To evaluate NHEJ repair outcomes at URB1 target sites mediated by the guide RNA/Cas endonuclease system, a region of approximately 250 bp of genomic DNA surrounding the target site will be amplified by PCR and then the PCR product will be examined by amplicon deep sequencing for the presence and nature of repairs. After transfection in triplicate, BEF genomic DNA will be extracted and the region surrounding the intended target site will be PCR amplified with Q5 Polymerase (NEB) adding sequences necessary for amplicon-specific barcodes and ILLUMINA® sequencing using tailed primers through two rounds of PCR, respectively. The resulting PCR amplification products will be deep sequenced on an ILLUMINA® MISEQ Personal Sequencer (ILLUMINA®, Inc., San Diego, CA). The resulting reads will be examined for the presence and nature of repairs at the expected sites of cleavage by comparison to control experiments where the Cas9 protein and guide RNA will be omitted from the transfection or by comparison to the reference genome. To calculate the frequency of NHEJ mutations for a target site/Cas9 protein/guide RNA combination, the total number of mutant reads (amplicon sequences containing insertions or deletions when compared to the DNA sequences from control treatments or reference genome) will be divided by total read number (wild-type plus mutant reads) of an appropriate length containing a perfect match to the barcode and forward primer. This example illustrates editing URB1 in bovine cells.


Example 2

This example illustrates testing of gRNA efficiency in blastocyst cells.
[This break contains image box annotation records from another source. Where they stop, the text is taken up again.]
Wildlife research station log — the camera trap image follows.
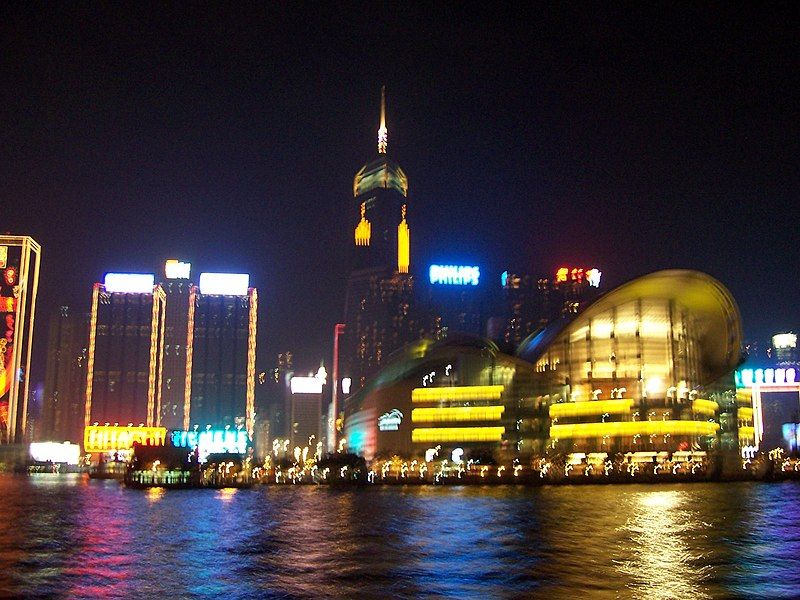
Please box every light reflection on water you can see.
[0,475,800,599]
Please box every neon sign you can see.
[378,408,403,431]
[164,258,192,279]
[30,442,81,465]
[289,377,325,394]
[734,367,797,388]
[83,425,167,453]
[103,273,156,294]
[556,267,603,287]
[200,273,250,296]
[171,429,248,462]
[428,265,481,285]
[772,333,797,348]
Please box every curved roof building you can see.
[345,270,752,460]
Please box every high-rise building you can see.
[161,259,193,429]
[183,273,258,436]
[0,235,42,443]
[341,90,418,391]
[39,306,89,443]
[289,376,325,453]
[487,267,602,349]
[84,273,166,434]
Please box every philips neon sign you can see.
[428,265,481,285]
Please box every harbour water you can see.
[0,474,800,600]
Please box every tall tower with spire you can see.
[353,86,411,273]
[340,87,416,393]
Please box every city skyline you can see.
[0,7,800,380]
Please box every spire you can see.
[378,85,389,154]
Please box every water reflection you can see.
[0,475,800,598]
[145,488,167,502]
[620,490,709,599]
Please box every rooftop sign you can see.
[428,265,481,285]
[289,377,325,394]
[103,273,156,294]
[164,258,192,279]
[200,273,250,296]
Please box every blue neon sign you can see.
[428,265,481,285]
[172,429,248,462]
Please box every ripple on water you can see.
[0,475,800,599]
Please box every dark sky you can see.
[0,2,800,377]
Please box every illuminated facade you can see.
[183,273,258,435]
[345,270,753,460]
[341,90,419,388]
[289,377,324,451]
[344,335,547,460]
[84,274,166,434]
[0,235,42,443]
[734,364,800,451]
[486,266,602,348]
[161,260,194,429]
[518,270,742,452]
[40,306,89,443]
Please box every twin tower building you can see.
[42,268,258,440]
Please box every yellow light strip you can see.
[83,425,167,452]
[397,204,411,273]
[411,427,506,443]
[411,385,504,402]
[739,427,756,440]
[355,202,372,246]
[550,421,719,440]
[154,285,167,427]
[692,398,719,417]
[83,283,101,427]
[147,286,160,427]
[550,398,633,419]
[183,285,197,431]
[411,406,506,423]
[245,288,258,439]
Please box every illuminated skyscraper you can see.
[84,273,166,434]
[183,273,258,436]
[0,235,42,443]
[341,89,418,391]
[40,306,89,443]
[161,260,192,429]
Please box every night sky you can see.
[0,3,800,377]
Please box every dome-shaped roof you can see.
[516,269,742,382]
[353,156,408,197]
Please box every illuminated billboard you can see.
[103,273,156,294]
[170,429,248,462]
[556,267,603,287]
[200,273,250,296]
[164,258,192,279]
[30,442,81,465]
[289,377,325,394]
[772,333,797,348]
[83,425,167,453]
[734,367,798,388]
[428,265,481,285]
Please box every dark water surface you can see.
[0,474,800,599]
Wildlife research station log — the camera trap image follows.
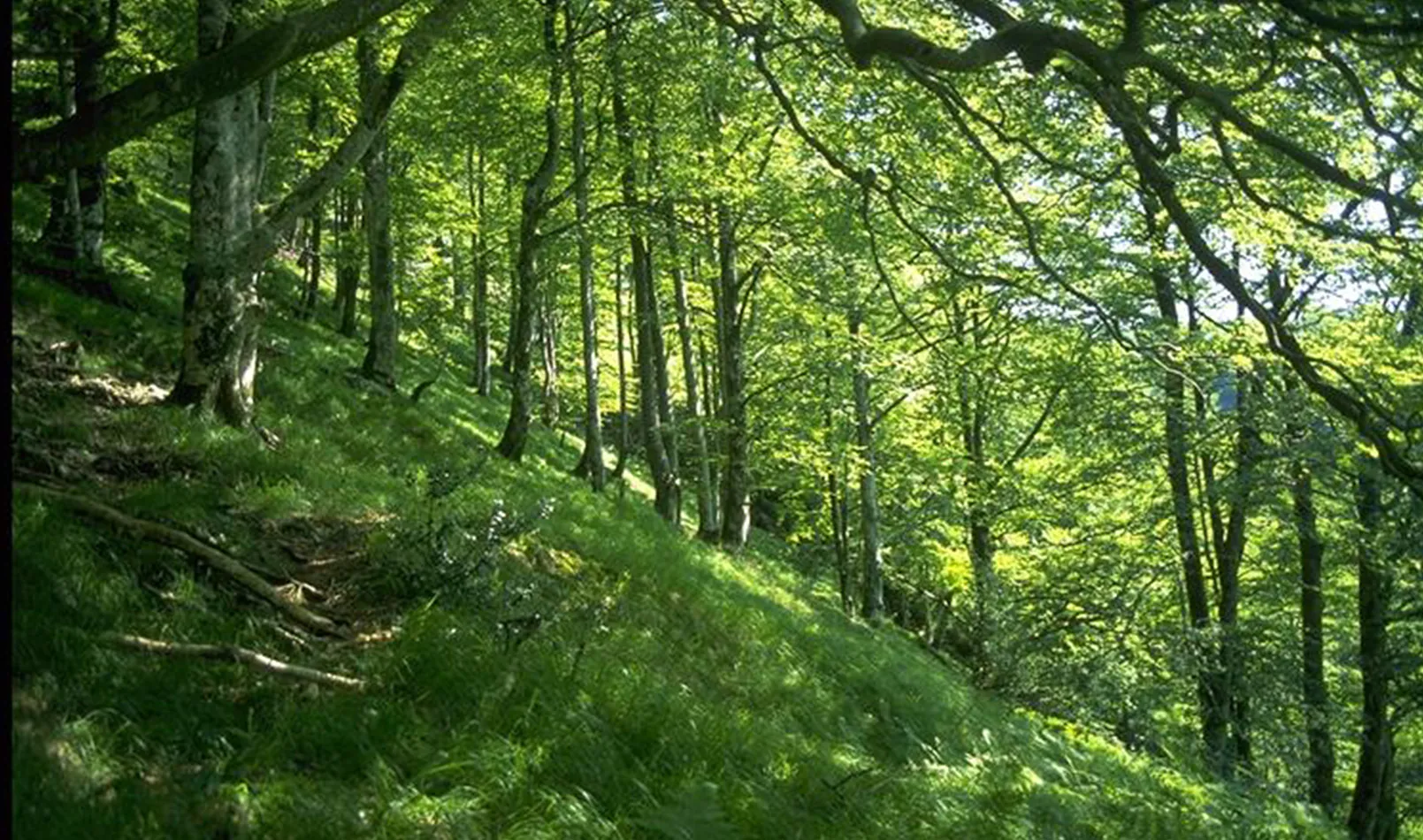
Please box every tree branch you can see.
[100,634,366,691]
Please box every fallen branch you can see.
[100,634,366,691]
[12,481,348,637]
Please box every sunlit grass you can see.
[11,192,1334,838]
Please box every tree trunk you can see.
[850,306,885,622]
[332,189,363,338]
[613,261,628,478]
[498,0,563,462]
[1151,262,1231,776]
[715,202,752,548]
[356,34,400,390]
[609,37,682,524]
[168,0,266,425]
[74,11,108,269]
[563,18,608,493]
[300,202,325,320]
[666,199,720,542]
[40,58,81,263]
[538,272,559,429]
[1213,371,1259,768]
[1349,457,1399,840]
[465,147,489,397]
[697,327,722,529]
[500,164,519,376]
[1289,444,1335,813]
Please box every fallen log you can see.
[12,481,348,638]
[100,634,366,691]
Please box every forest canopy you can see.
[11,0,1423,840]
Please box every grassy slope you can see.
[11,187,1334,840]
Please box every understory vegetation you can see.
[10,0,1423,840]
[11,187,1337,838]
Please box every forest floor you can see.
[11,187,1336,840]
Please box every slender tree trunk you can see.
[666,199,720,542]
[40,58,81,262]
[74,11,108,269]
[613,261,628,478]
[498,0,563,462]
[609,37,682,524]
[850,306,885,622]
[825,364,855,615]
[1289,431,1335,813]
[538,272,559,429]
[168,0,271,425]
[1349,457,1399,840]
[465,147,489,397]
[332,189,362,338]
[955,323,999,657]
[697,327,722,529]
[300,202,325,320]
[645,124,682,486]
[563,23,608,493]
[1213,371,1259,768]
[500,164,519,376]
[1151,262,1231,776]
[356,34,400,389]
[715,202,752,548]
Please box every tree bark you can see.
[613,261,628,478]
[850,305,885,622]
[40,58,81,263]
[666,199,720,542]
[332,189,363,338]
[563,16,608,493]
[715,202,752,548]
[465,147,489,397]
[1151,260,1231,776]
[498,0,563,462]
[11,0,409,180]
[74,6,108,269]
[168,0,266,425]
[1289,432,1335,813]
[356,33,400,390]
[609,27,682,524]
[535,261,559,429]
[1349,457,1399,840]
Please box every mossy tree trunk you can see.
[169,0,272,425]
[356,34,400,389]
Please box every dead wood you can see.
[12,481,348,637]
[100,634,366,691]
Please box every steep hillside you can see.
[11,187,1334,840]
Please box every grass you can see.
[11,186,1336,840]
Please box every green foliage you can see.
[12,201,1332,837]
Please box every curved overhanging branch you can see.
[10,0,411,182]
[1083,80,1423,495]
[814,0,1423,218]
[783,0,1423,495]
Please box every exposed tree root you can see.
[12,481,348,638]
[100,634,366,691]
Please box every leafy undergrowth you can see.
[11,193,1335,840]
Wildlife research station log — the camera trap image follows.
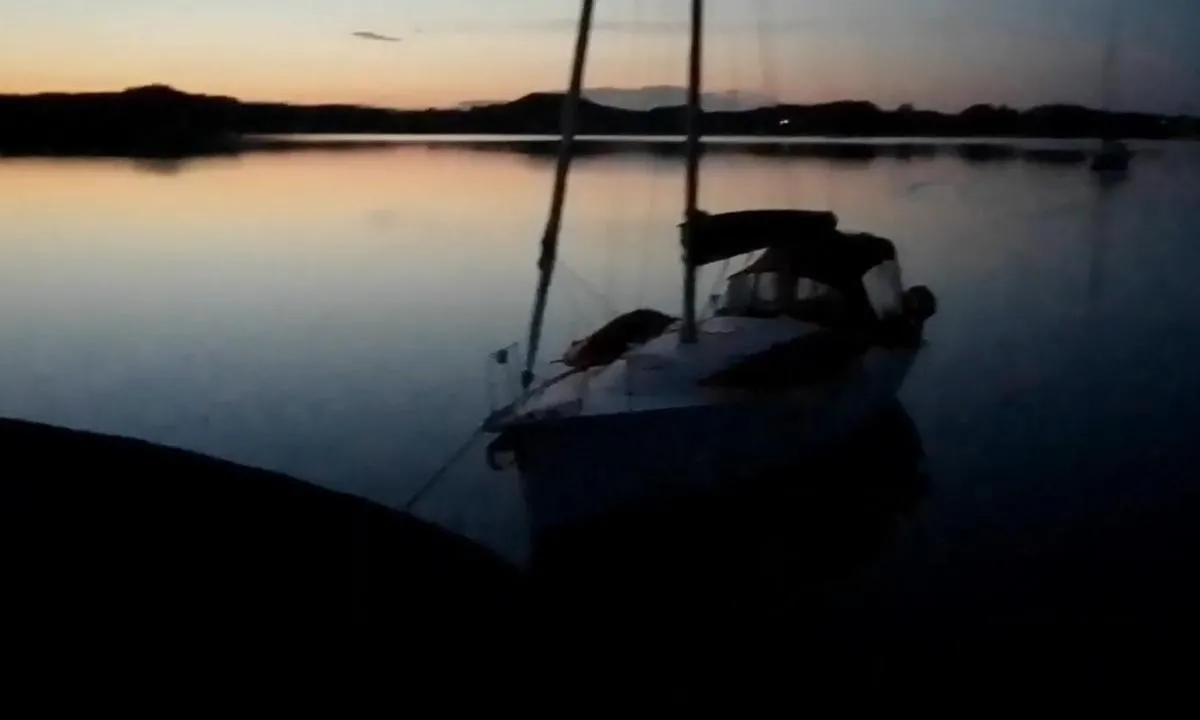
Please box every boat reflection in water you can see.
[516,402,926,617]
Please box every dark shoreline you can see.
[0,133,1159,166]
[0,85,1200,157]
[0,412,520,628]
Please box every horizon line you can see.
[0,82,1200,119]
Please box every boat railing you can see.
[484,342,522,415]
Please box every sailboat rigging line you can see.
[679,0,704,343]
[521,0,595,389]
[404,428,484,512]
[559,263,617,319]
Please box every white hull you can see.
[492,348,917,536]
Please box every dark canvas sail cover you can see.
[689,210,838,266]
[691,210,896,288]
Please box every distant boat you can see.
[484,0,936,534]
[1092,140,1133,173]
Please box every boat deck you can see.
[499,317,818,419]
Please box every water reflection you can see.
[532,402,928,619]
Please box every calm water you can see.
[0,139,1200,590]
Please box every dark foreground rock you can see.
[0,420,518,630]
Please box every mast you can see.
[679,0,704,343]
[521,0,595,389]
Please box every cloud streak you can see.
[350,30,400,42]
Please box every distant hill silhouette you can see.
[0,85,1196,157]
[458,85,779,112]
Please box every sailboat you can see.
[484,0,936,533]
[1092,0,1133,173]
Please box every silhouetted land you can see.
[0,410,1196,707]
[0,85,1198,157]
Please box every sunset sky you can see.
[0,0,1200,112]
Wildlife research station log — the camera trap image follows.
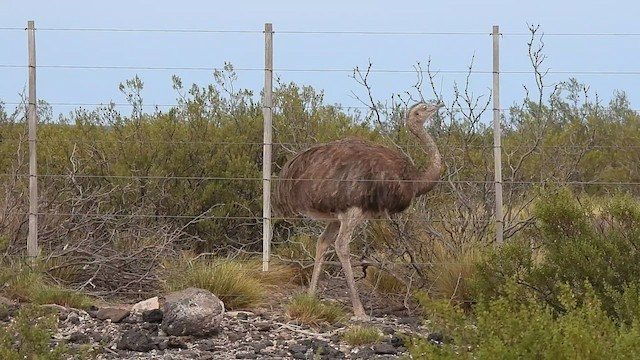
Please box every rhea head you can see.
[407,100,444,126]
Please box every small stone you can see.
[351,348,375,359]
[398,317,420,326]
[373,343,398,355]
[65,311,80,325]
[96,308,129,323]
[142,309,164,324]
[236,351,258,359]
[255,322,272,331]
[116,329,156,352]
[227,332,244,342]
[198,340,218,352]
[389,335,404,347]
[162,288,225,337]
[250,340,271,352]
[289,344,309,354]
[427,332,444,344]
[167,336,188,349]
[69,331,91,344]
[131,296,160,314]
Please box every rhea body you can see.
[273,102,444,320]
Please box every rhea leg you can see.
[335,208,369,320]
[309,221,340,295]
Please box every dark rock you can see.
[427,332,444,344]
[289,344,309,359]
[91,331,113,344]
[0,304,18,321]
[96,307,129,323]
[291,353,307,360]
[65,311,80,325]
[236,312,249,320]
[389,335,404,347]
[249,340,271,352]
[116,329,156,352]
[167,336,188,349]
[162,288,224,337]
[69,331,91,344]
[198,340,218,352]
[142,309,163,324]
[301,339,344,359]
[255,322,272,331]
[236,351,258,359]
[373,343,398,355]
[351,348,375,359]
[398,317,420,326]
[140,323,160,336]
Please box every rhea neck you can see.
[407,112,442,195]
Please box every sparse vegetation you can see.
[342,325,382,346]
[365,266,409,295]
[166,258,267,309]
[286,294,348,325]
[0,23,640,359]
[0,259,93,309]
[0,305,95,360]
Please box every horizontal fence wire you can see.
[0,173,640,186]
[0,64,640,76]
[0,137,640,149]
[0,26,640,37]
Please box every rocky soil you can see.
[3,276,440,360]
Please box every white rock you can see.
[131,296,160,314]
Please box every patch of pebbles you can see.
[55,309,427,360]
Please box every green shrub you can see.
[0,305,95,360]
[0,260,93,309]
[286,294,347,325]
[342,325,382,346]
[474,190,640,324]
[408,281,640,360]
[165,258,266,309]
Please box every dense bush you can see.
[410,188,640,359]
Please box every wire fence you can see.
[0,22,640,294]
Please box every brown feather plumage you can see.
[273,103,443,319]
[274,139,419,217]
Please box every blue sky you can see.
[0,0,640,121]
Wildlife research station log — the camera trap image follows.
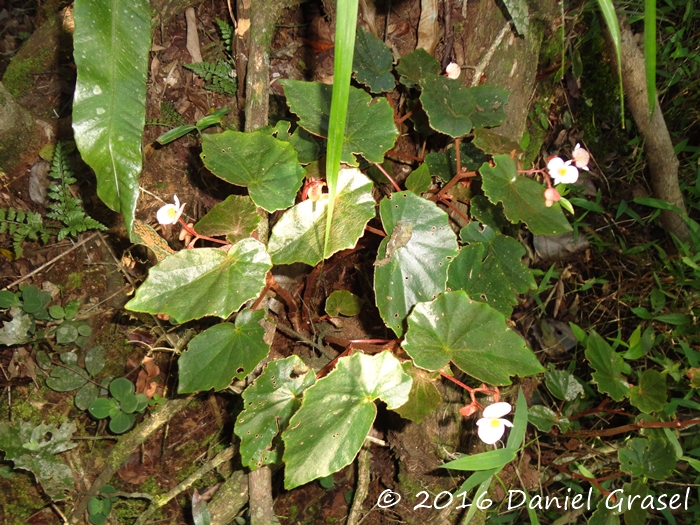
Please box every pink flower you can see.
[445,62,462,80]
[547,157,578,184]
[571,143,591,171]
[544,188,561,208]
[156,195,185,224]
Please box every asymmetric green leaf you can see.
[374,191,457,336]
[420,75,476,138]
[281,80,399,164]
[201,130,304,212]
[394,359,442,423]
[234,355,316,469]
[177,310,270,394]
[630,369,668,414]
[396,47,440,88]
[194,195,261,243]
[282,352,412,489]
[268,168,375,266]
[617,437,676,480]
[479,155,571,235]
[352,27,396,93]
[0,421,78,501]
[447,234,537,317]
[403,291,544,385]
[326,290,363,317]
[126,239,272,323]
[586,330,630,401]
[73,0,151,231]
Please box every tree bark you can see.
[606,14,690,241]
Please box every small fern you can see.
[0,207,54,258]
[184,61,238,96]
[46,142,107,241]
[146,100,185,128]
[216,18,233,56]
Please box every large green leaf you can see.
[586,330,630,401]
[374,191,457,335]
[0,421,78,501]
[395,359,442,423]
[403,291,544,385]
[177,310,270,394]
[396,47,440,88]
[268,168,375,266]
[201,130,304,212]
[73,0,151,231]
[194,195,260,242]
[447,233,537,317]
[234,355,316,469]
[617,437,676,480]
[126,239,272,323]
[352,27,396,93]
[630,369,668,414]
[420,75,476,138]
[282,352,412,489]
[281,80,399,164]
[479,155,571,235]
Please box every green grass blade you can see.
[644,0,656,118]
[323,0,358,259]
[598,0,625,128]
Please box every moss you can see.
[2,48,54,100]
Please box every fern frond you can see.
[184,61,238,96]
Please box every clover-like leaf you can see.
[630,369,668,414]
[201,130,304,212]
[281,80,399,164]
[374,191,457,335]
[177,310,270,394]
[447,234,537,317]
[73,0,151,231]
[0,421,78,501]
[396,47,440,88]
[617,437,676,480]
[234,355,316,469]
[352,27,396,93]
[268,168,375,266]
[394,360,442,423]
[586,330,630,401]
[126,239,272,323]
[282,352,413,489]
[403,290,544,385]
[420,75,476,138]
[479,155,572,235]
[194,195,261,243]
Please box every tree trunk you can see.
[606,14,690,241]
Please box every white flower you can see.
[571,143,591,171]
[445,62,462,80]
[156,195,185,224]
[476,402,513,445]
[547,157,578,184]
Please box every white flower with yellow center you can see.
[571,143,591,171]
[476,402,513,445]
[156,195,185,224]
[547,157,578,184]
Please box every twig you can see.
[3,233,99,290]
[471,22,510,87]
[134,447,235,525]
[275,323,334,360]
[345,442,371,525]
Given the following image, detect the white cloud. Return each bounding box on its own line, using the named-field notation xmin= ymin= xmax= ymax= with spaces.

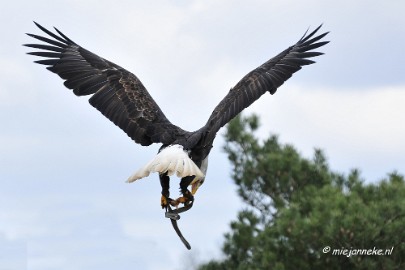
xmin=249 ymin=83 xmax=405 ymax=181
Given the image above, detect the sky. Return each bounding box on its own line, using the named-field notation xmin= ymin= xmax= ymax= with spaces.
xmin=0 ymin=0 xmax=405 ymax=270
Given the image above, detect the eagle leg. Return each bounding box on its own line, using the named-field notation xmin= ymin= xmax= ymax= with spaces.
xmin=170 ymin=176 xmax=195 ymax=207
xmin=159 ymin=172 xmax=173 ymax=208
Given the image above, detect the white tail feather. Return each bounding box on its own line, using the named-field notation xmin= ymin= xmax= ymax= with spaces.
xmin=127 ymin=145 xmax=205 ymax=183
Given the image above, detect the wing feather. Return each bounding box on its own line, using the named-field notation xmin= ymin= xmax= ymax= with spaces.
xmin=24 ymin=23 xmax=189 ymax=145
xmin=202 ymin=25 xmax=329 ymax=145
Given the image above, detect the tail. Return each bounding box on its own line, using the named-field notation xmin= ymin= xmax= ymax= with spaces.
xmin=127 ymin=145 xmax=205 ymax=183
A subset of gRNAs screened in cell lines will be additionally tested for their ability to induce an edit in the URB1 coding region in bovine embryos. Specifically, gRNAs that generated the desired edits in cells will also be tested for their ability to do the same in embryos. Edited embryos will be generated as described below. Briefly, oocytes recovered from slaughterhouse ovaries will be in vitro fertilized. The RNP solution as described in Example 1 will be injected into the cytoplasm of presumptive zygotes at 16-17 hours post-fertilization by using a single pulse from a FEMTOJET® 4i microinjector (Eppendorf SE; Hamburg, Germany). Microinjection will be performed in TL-Hepes (ABT360, LLC) supplemented with 3 mg/ml BSA (Proliant) on the heated stage of an inverted microscope equipped with Narishige micromanipulators (Narishige International USA, Amityville, NY). Following injections, presumptive zygotes will be cultured for 7 days in PZM5 (Cosmo Bio, Co LTD, Tokyo, Japan) in an incubator environment of 5% CO2, 5% O2, 90% N2. Mutation frequency of blastocysts will be determined by ILLUMINA® sequencing as described for cell lines above. The frequencies of the desired edits in URB1 will be measured.


Example 3

This example illustrates editing bovine cells.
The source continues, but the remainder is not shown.